Within 24 hours of the election, GANA published a public website containing digitalized copies of the actas. Designed as a simple Minimum Viable Product, the platform allowed anyone with a Venezuelan ID number to verify results from their polling center.
“This time, the people counted the votes. Not the regime.”
Tech journalists and cybersecurity experts praised the initiative’s efficiency and security. “It’s basic but robust,” said journalist Fran Monroy. “Despite multiple cyberattacks, the site has remained stable.” The actas were scrubbed of metadata to protect anonymity, and the site stored no personal identifiers beyond the ID query itself.
A second version of the website, launched on July 30, expanded functionality, allowing users to search by city or state and view general statistics. Independent developers also began building mirror sites to preserve the data in case the official ones were taken down.

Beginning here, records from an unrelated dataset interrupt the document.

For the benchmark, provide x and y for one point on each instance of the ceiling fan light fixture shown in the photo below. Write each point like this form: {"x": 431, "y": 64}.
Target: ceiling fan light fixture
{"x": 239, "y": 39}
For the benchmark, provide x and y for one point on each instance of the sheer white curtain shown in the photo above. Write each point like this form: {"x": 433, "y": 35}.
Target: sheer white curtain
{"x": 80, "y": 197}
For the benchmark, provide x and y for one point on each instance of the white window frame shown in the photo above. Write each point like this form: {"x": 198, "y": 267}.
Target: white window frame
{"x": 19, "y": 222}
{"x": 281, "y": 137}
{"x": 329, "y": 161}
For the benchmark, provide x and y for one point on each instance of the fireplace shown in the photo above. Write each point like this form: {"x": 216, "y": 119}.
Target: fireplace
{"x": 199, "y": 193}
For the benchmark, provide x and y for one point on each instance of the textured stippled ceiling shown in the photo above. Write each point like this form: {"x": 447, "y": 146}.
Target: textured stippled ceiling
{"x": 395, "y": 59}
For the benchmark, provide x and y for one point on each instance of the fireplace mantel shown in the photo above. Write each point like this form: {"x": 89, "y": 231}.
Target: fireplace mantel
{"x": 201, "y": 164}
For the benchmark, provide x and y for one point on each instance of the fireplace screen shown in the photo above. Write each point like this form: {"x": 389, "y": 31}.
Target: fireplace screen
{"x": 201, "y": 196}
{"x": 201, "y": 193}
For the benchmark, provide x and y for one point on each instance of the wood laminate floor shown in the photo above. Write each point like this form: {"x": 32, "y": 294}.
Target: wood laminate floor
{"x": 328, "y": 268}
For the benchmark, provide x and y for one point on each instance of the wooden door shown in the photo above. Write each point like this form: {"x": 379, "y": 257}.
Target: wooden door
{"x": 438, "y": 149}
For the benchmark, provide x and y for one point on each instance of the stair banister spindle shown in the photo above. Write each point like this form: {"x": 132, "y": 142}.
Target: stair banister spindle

Despite viral reports on social media about the arrest of opposition witnesses, human rights NGO Provea confirmed only three cases in the month after the elections. Still, fear and uncertainty marked July 28 for thousands, as most electoral witnesses had to go into hiding and could not openly talk to the press about their social organization and achievements. The state terror that began the day after the election, as a response to the comanditos’ achievement, has not waned since.
Beyond logistics and technology, what sustained the comanditos was a sense of shared purpose. In Caricuao, a working-class district in Caracas, filmmaker Wendy Racines documented how the initiative extended beyond political activism: “The butcher donated three kilos of ham, a neighbor offered her car to transport elderly voters, others brought coffee. Everyone found a way to help.”
This is what the Nobel Peace Prize celebrated last Friday, in the words of the Norwegian Nobel Committee: “Hundreds of thousands of volunteers mobilised across political divides. They were trained as election observers to ensure a transparent and fair election. Despite the risk of harassment, arrest and torture, citizens across the country held watch over the polling stations. They made sure the final tallies were documented before the regime could destroy ballots and lie about the outcome. The efforts of the collective opposition, both before and during the election, were innovative and brave, peaceful and democratic.”
As one volunteer said: “This time, the people counted the votes. Not the regime.”